Dari balik periskop, Letkol Aldi bisa menyaksikan Surge yang tiba-tiba berontak. Bagaikan monster laut raksasa, ia memecahkan ombak di hadapannya. Kepulan asapnya membubung tinggi ke angkasa. Kini kapal perang itu berlari di atas laut menuju dirinya. Sebuah pemandangan yang spektakuler dan tak terlupakan, sekaligus berita bagus. Artinya Surge sudah menerima sinyal darinya.
Alia memberinya selamat, "Selamat, Dan. Taktik tiang radar itu berhasil. Sejujurnya sempat khawatir dengan radionya."
"Lalu radionya bagaimana?" tanya Aldi sambil mengusap tengkuknya.
"Masih di dalam perbaikan, masih perlu waktu lagi," kata Alia.
"Shuimu sendiri bagaimana?"
"Masih di bawah sana, melaju macam bekicot. Entah apa yang sedang dipikirkannya," jawab Alia. Kenapa dia tenang begitu? Lakukanlah sesuatu, kabur atau entah apapun itu.

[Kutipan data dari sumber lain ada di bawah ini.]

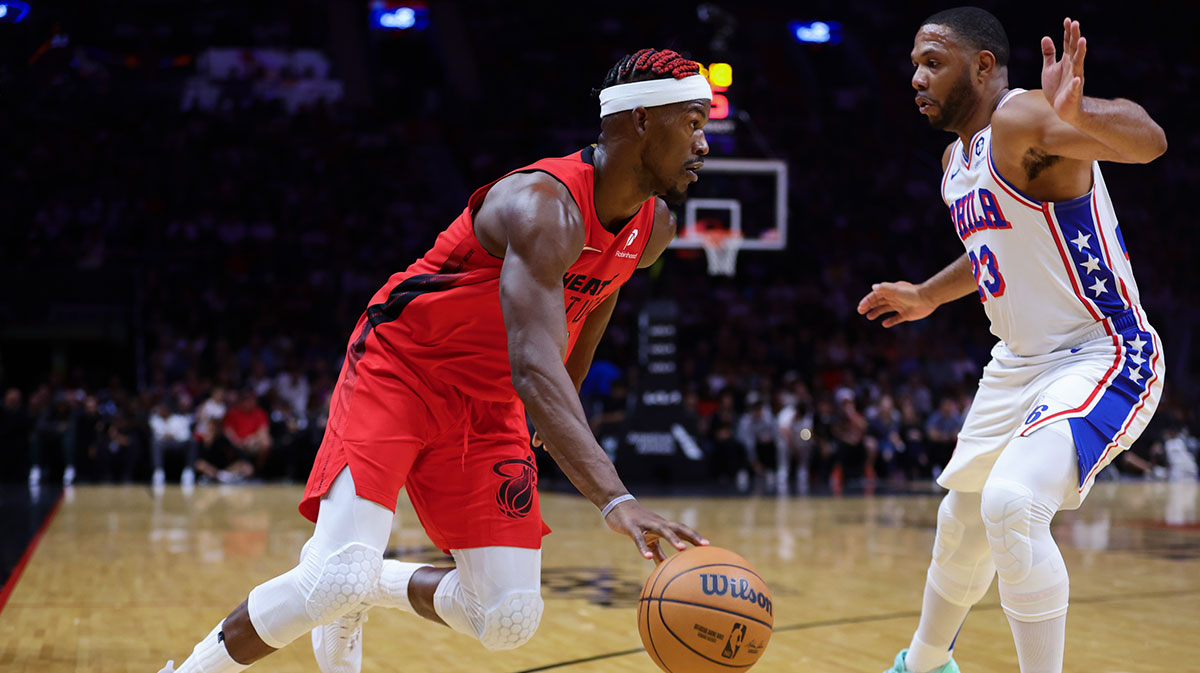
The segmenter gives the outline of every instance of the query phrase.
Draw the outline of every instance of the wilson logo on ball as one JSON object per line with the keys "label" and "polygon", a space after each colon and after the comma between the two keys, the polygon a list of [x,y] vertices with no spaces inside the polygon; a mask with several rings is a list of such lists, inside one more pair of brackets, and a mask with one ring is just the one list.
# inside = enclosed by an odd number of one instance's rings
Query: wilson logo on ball
{"label": "wilson logo on ball", "polygon": [[766,610],[768,615],[775,615],[771,599],[767,598],[766,594],[755,591],[750,586],[750,580],[744,577],[738,578],[732,575],[700,573],[700,590],[704,592],[705,596],[724,596],[728,594],[730,598],[737,598],[757,605]]}

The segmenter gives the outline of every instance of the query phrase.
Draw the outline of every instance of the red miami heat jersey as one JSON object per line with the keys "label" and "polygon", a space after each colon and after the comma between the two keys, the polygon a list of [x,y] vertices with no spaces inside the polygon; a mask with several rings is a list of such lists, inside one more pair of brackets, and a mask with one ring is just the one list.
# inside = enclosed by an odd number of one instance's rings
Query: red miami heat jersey
{"label": "red miami heat jersey", "polygon": [[[653,198],[617,234],[600,224],[593,201],[594,151],[590,146],[508,174],[551,175],[570,191],[587,227],[583,252],[563,276],[568,356],[587,316],[637,269],[654,225]],[[517,397],[500,311],[504,260],[485,250],[475,237],[475,213],[496,182],[471,195],[466,209],[438,236],[433,248],[375,293],[351,336],[347,365],[353,366],[361,357],[367,336],[374,331],[401,366],[479,399]]]}

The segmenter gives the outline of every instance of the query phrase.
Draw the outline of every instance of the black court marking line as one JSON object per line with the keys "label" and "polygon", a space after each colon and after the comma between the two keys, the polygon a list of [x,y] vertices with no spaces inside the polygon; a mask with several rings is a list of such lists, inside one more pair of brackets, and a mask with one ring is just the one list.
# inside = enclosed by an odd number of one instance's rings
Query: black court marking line
{"label": "black court marking line", "polygon": [[538,671],[552,671],[556,668],[566,668],[567,666],[574,666],[576,664],[586,664],[590,661],[603,661],[604,659],[615,659],[616,657],[626,657],[631,654],[637,654],[638,652],[645,652],[645,651],[646,651],[646,648],[639,647],[635,650],[621,650],[620,652],[608,652],[606,654],[597,654],[594,657],[584,657],[582,659],[572,659],[570,661],[560,661],[557,664],[546,664],[545,666],[538,666],[537,668],[523,668],[519,671],[514,671],[514,673],[538,673]]}
{"label": "black court marking line", "polygon": [[[657,602],[658,603],[658,614],[660,616],[662,615],[662,604],[663,603],[675,603],[676,605],[693,605],[698,608],[704,608],[705,610],[712,610],[713,612],[723,612],[727,615],[733,615],[734,617],[741,617],[742,619],[748,619],[752,622],[758,622],[759,624],[762,624],[763,626],[767,626],[767,627],[771,626],[770,624],[764,622],[763,620],[761,620],[757,617],[751,617],[750,615],[744,615],[740,612],[734,612],[733,610],[727,610],[725,608],[718,608],[714,605],[706,605],[704,603],[697,603],[695,601],[681,601],[676,598],[643,598],[639,602],[645,602],[645,603]],[[646,609],[652,610],[653,608],[646,608]],[[671,629],[667,629],[667,630],[670,631]],[[671,634],[671,635],[675,635],[675,634]],[[678,638],[679,636],[675,636],[675,637]]]}
{"label": "black court marking line", "polygon": [[[1114,603],[1114,602],[1118,602],[1118,601],[1137,601],[1137,600],[1146,600],[1146,599],[1150,599],[1150,598],[1178,598],[1178,597],[1183,597],[1183,596],[1196,596],[1196,595],[1200,595],[1200,588],[1183,589],[1181,591],[1147,591],[1147,592],[1137,593],[1137,594],[1110,594],[1108,596],[1085,596],[1083,598],[1072,598],[1071,602],[1074,604]],[[971,611],[972,612],[993,612],[993,611],[996,611],[999,609],[1000,609],[999,603],[983,603],[983,604],[972,607]],[[845,624],[862,624],[865,622],[886,622],[891,619],[904,619],[904,618],[920,617],[920,616],[921,616],[920,610],[906,610],[904,612],[886,612],[886,613],[878,614],[878,615],[859,615],[857,617],[842,617],[840,619],[826,619],[826,620],[819,621],[819,622],[801,622],[800,624],[789,624],[787,626],[780,626],[780,627],[774,629],[772,634],[780,633],[783,631],[804,631],[807,629],[816,629],[816,628],[821,628],[821,627],[825,627],[825,626],[842,626]],[[604,654],[597,654],[597,655],[590,656],[590,657],[583,657],[581,659],[571,659],[568,661],[560,661],[555,664],[546,664],[545,666],[538,666],[535,668],[523,668],[519,671],[513,671],[513,673],[540,673],[541,671],[553,671],[555,669],[566,668],[568,666],[575,666],[577,664],[586,664],[586,663],[590,663],[593,661],[603,661],[605,659],[615,659],[617,657],[627,657],[631,654],[637,654],[638,652],[645,652],[645,651],[646,651],[645,648],[639,647],[639,648],[631,649],[631,650],[606,652]]]}

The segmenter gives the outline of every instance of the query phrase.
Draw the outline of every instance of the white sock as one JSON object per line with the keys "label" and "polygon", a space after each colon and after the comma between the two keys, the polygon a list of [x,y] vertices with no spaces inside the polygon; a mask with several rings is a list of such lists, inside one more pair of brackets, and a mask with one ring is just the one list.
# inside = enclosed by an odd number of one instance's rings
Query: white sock
{"label": "white sock", "polygon": [[367,597],[368,605],[378,605],[385,608],[399,608],[405,612],[417,614],[412,603],[408,600],[408,583],[413,573],[421,568],[430,567],[428,563],[405,563],[403,561],[384,560],[383,570],[379,574],[379,585]]}
{"label": "white sock", "polygon": [[175,673],[239,673],[249,668],[249,665],[239,664],[229,656],[229,651],[225,649],[225,638],[221,635],[223,626],[224,619],[204,640],[196,643],[192,656],[180,664]]}
{"label": "white sock", "polygon": [[921,603],[921,621],[913,634],[904,666],[913,673],[926,673],[950,661],[954,640],[962,628],[970,607],[955,605],[942,598],[928,582]]}
{"label": "white sock", "polygon": [[1067,640],[1067,616],[1043,622],[1022,622],[1008,617],[1021,673],[1062,673]]}

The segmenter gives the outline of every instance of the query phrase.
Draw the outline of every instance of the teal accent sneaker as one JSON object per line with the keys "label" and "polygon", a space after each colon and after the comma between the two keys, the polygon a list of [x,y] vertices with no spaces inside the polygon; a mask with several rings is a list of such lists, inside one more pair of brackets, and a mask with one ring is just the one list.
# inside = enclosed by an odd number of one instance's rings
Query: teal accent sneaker
{"label": "teal accent sneaker", "polygon": [[[913,673],[912,671],[908,670],[907,666],[904,665],[904,655],[906,654],[908,654],[908,648],[900,650],[900,654],[896,655],[896,661],[892,664],[892,667],[883,673]],[[956,664],[954,662],[954,658],[951,657],[950,661],[947,661],[945,664],[938,666],[932,671],[928,671],[928,673],[959,673],[958,664]]]}

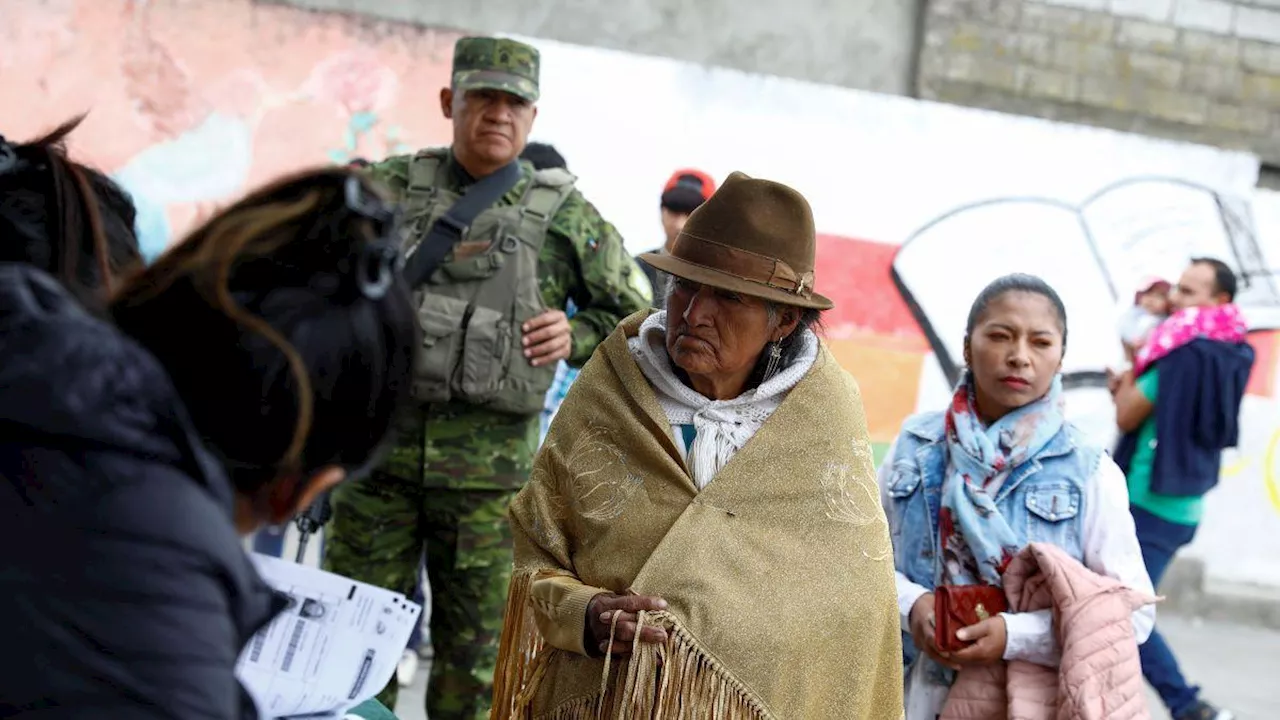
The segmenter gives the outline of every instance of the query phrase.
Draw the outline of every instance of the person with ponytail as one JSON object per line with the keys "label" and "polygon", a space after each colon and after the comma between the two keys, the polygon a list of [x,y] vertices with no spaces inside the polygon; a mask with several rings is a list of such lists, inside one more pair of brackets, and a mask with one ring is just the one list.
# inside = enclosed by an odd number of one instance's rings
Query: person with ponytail
{"label": "person with ponytail", "polygon": [[100,309],[114,279],[142,255],[132,199],[67,155],[67,137],[83,120],[26,143],[0,135],[0,262],[34,265]]}
{"label": "person with ponytail", "polygon": [[1067,308],[996,278],[964,372],[880,465],[903,630],[904,720],[1147,718],[1154,592],[1124,476],[1066,415]]}
{"label": "person with ponytail", "polygon": [[250,194],[123,282],[114,325],[0,264],[0,715],[259,716],[234,666],[283,603],[241,538],[376,465],[409,393],[368,182]]}

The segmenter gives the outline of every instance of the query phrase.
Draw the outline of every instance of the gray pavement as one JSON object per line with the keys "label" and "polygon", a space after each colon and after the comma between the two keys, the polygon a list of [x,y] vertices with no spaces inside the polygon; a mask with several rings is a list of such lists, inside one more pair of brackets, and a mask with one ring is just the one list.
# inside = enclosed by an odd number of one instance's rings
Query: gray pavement
{"label": "gray pavement", "polygon": [[[1280,718],[1280,632],[1169,614],[1160,617],[1159,627],[1204,699],[1233,710],[1237,720]],[[426,720],[426,678],[424,663],[413,686],[401,690],[396,705],[401,720]],[[1148,696],[1152,720],[1168,720],[1159,697]]]}

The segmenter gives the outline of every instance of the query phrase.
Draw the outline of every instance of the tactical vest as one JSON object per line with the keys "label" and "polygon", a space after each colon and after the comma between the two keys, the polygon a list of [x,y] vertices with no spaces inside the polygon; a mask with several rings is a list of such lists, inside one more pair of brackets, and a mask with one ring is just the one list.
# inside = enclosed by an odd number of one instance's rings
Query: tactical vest
{"label": "tactical vest", "polygon": [[[406,249],[457,202],[443,189],[449,168],[438,151],[409,165],[405,196]],[[414,367],[414,398],[460,401],[496,412],[541,412],[555,379],[554,364],[524,357],[521,326],[547,310],[538,285],[538,256],[574,176],[558,168],[534,173],[514,205],[494,205],[476,217],[445,262],[419,289],[422,351]]]}

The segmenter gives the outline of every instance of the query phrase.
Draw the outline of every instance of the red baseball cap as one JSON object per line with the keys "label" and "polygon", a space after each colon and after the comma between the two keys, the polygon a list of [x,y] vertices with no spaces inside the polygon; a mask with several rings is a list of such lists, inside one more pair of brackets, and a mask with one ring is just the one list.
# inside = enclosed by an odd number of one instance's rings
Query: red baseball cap
{"label": "red baseball cap", "polygon": [[715,191],[716,181],[701,170],[677,170],[662,188],[662,207],[672,212],[691,213]]}

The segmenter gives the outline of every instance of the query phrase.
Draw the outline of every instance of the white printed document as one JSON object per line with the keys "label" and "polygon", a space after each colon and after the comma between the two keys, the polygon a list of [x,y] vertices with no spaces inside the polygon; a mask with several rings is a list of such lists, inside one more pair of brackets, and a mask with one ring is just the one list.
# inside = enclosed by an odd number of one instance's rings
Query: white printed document
{"label": "white printed document", "polygon": [[289,607],[254,635],[236,676],[263,717],[337,716],[377,695],[404,652],[422,606],[400,593],[254,553]]}

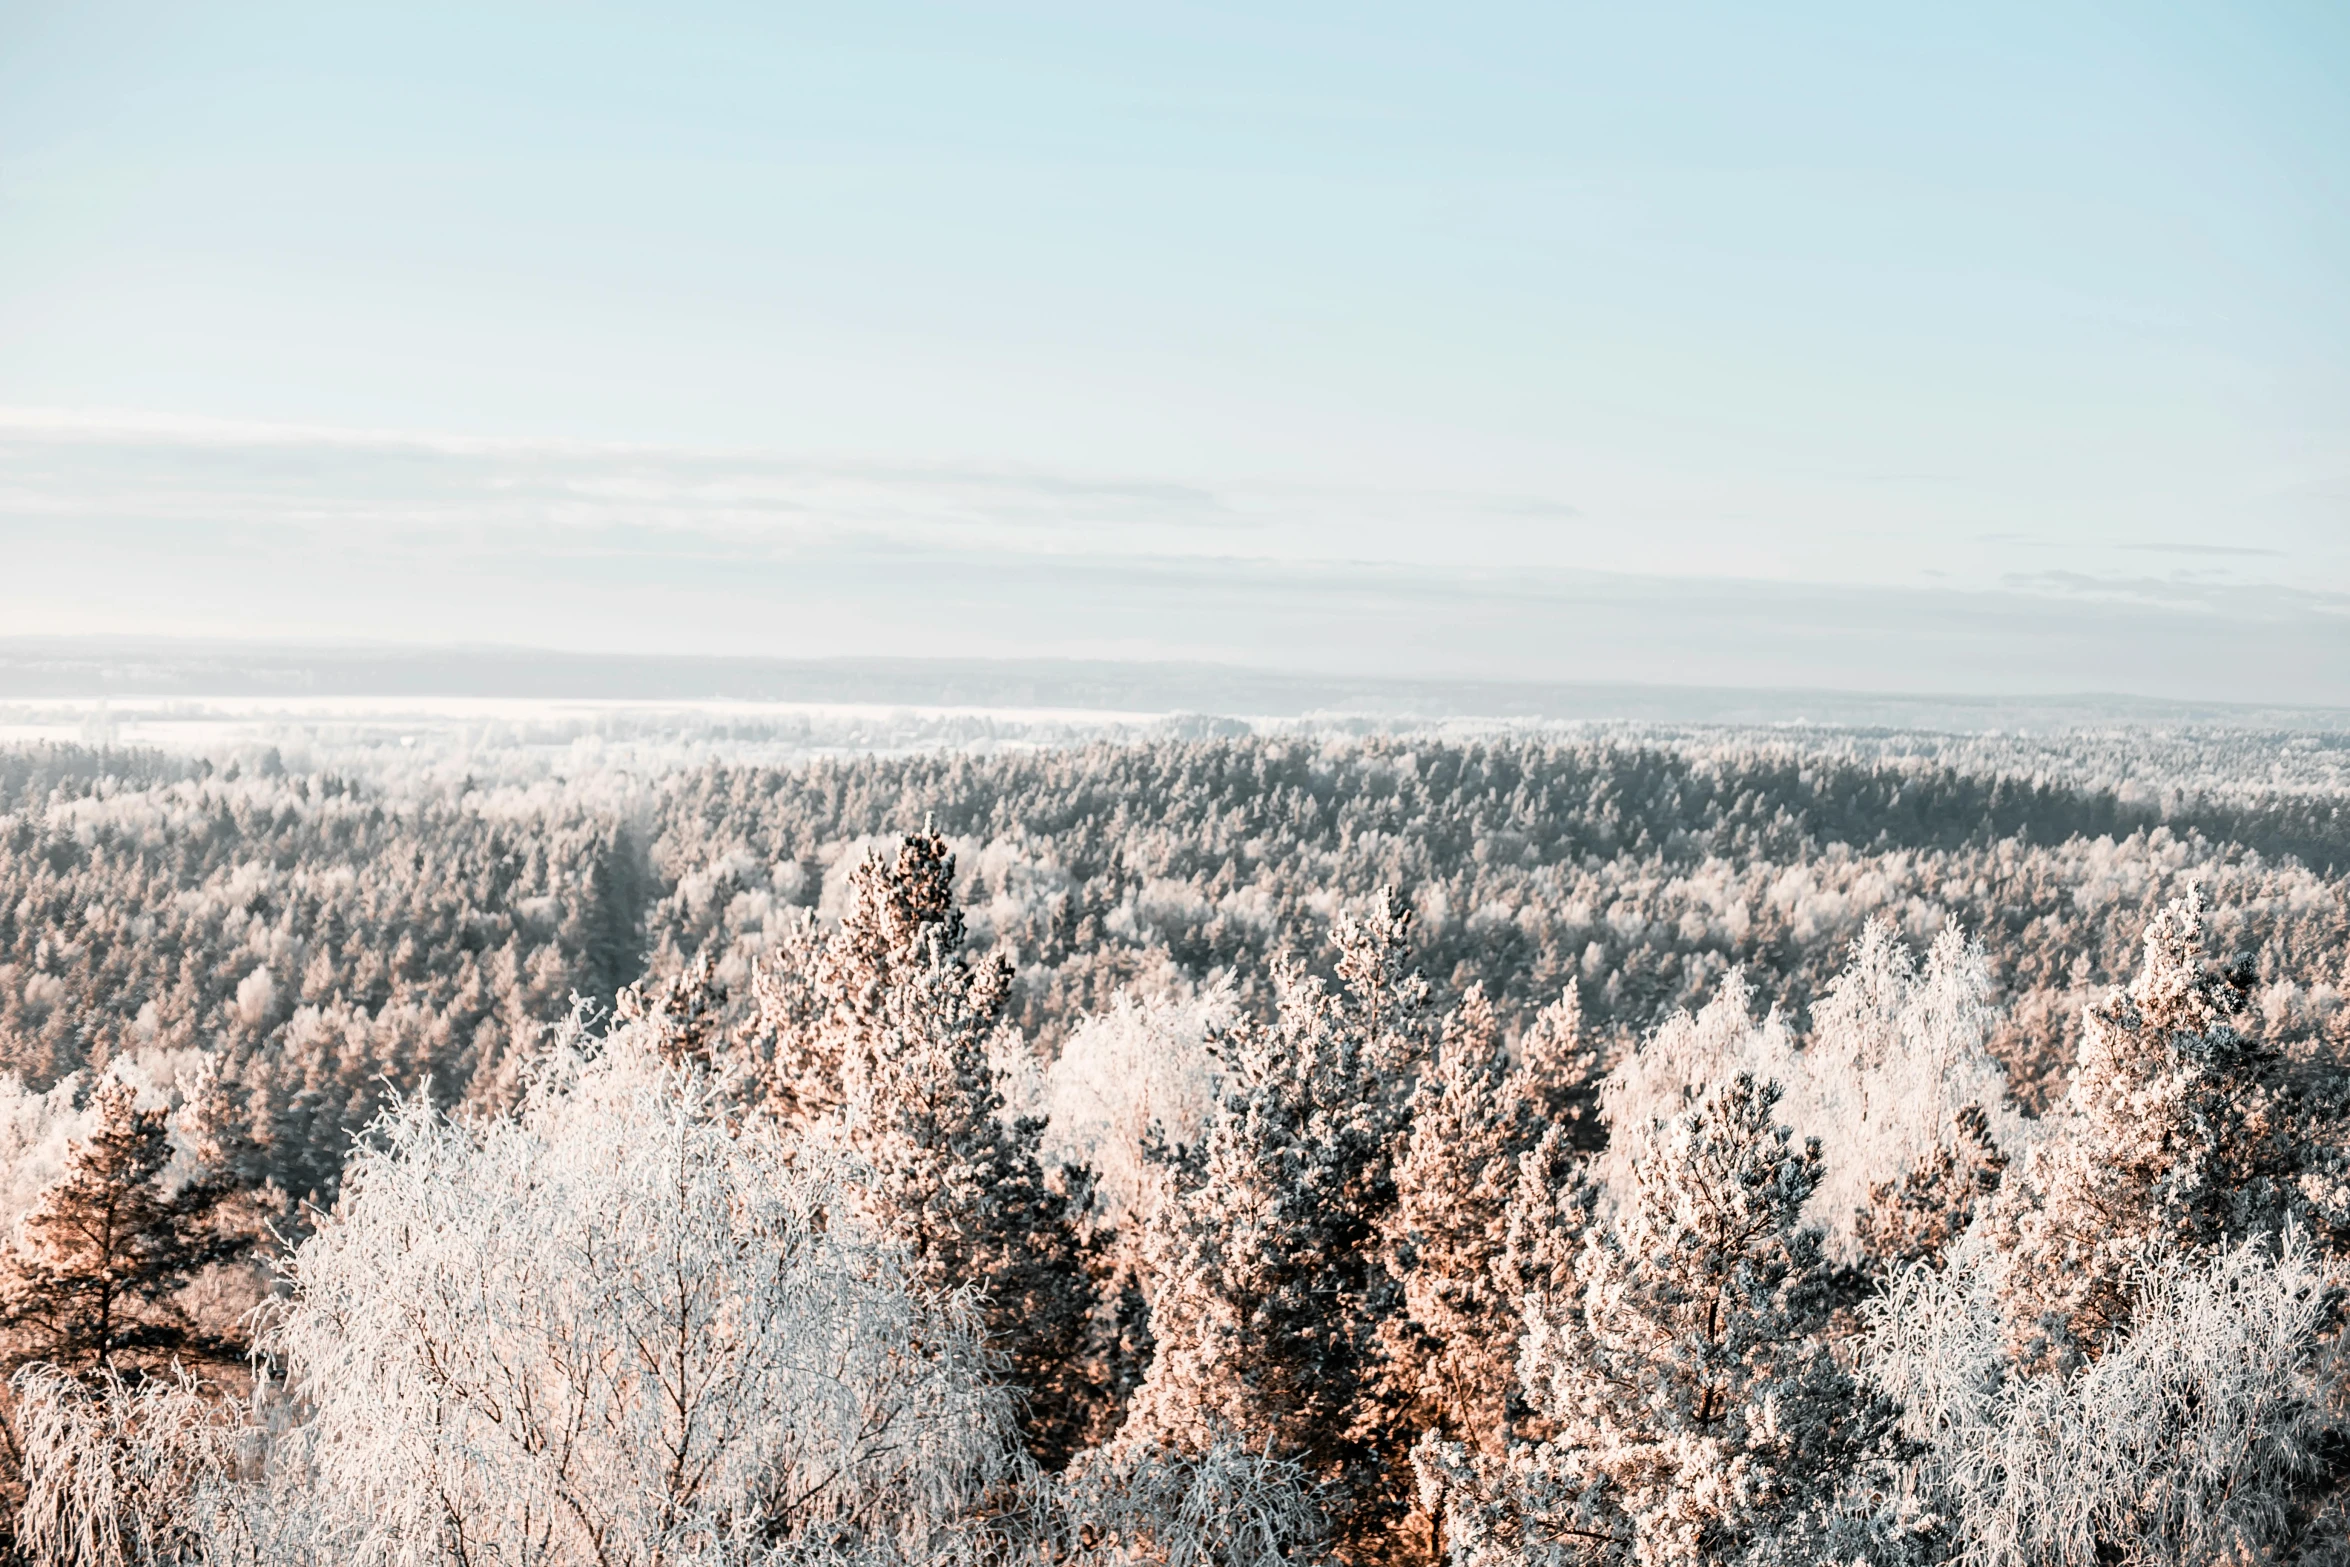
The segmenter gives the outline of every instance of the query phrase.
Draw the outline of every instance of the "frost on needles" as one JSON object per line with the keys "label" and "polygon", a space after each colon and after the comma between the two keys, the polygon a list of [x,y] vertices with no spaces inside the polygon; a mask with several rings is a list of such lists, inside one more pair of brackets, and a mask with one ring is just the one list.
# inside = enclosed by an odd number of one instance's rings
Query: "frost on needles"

Seorang kelasi melapor, "Dan, kontak radar! Baringan 3-2-4, jarak 15 kilometer dan terus mendekat!"
Aldi kembali pada periskopnya. Ia melihat sebuah titik, melayang-layang di atas lautan. Penasaran, ia memutar kenop di gagang, menukar lensa dengan kekuatan yang lebih besar. Ketika ditukar, titik itupun terlihat sangat jelas. Sebuah pesawat turboprop sedang terbang ke arahnya. Di atas punggung pesawat, sebuah piringan hitam berputar pelan. Wujudnya semakin jelas ketika ia terbang mendekat. Sebuah pesawat intai CN 268 melintas dengan anggun di tengah hujan.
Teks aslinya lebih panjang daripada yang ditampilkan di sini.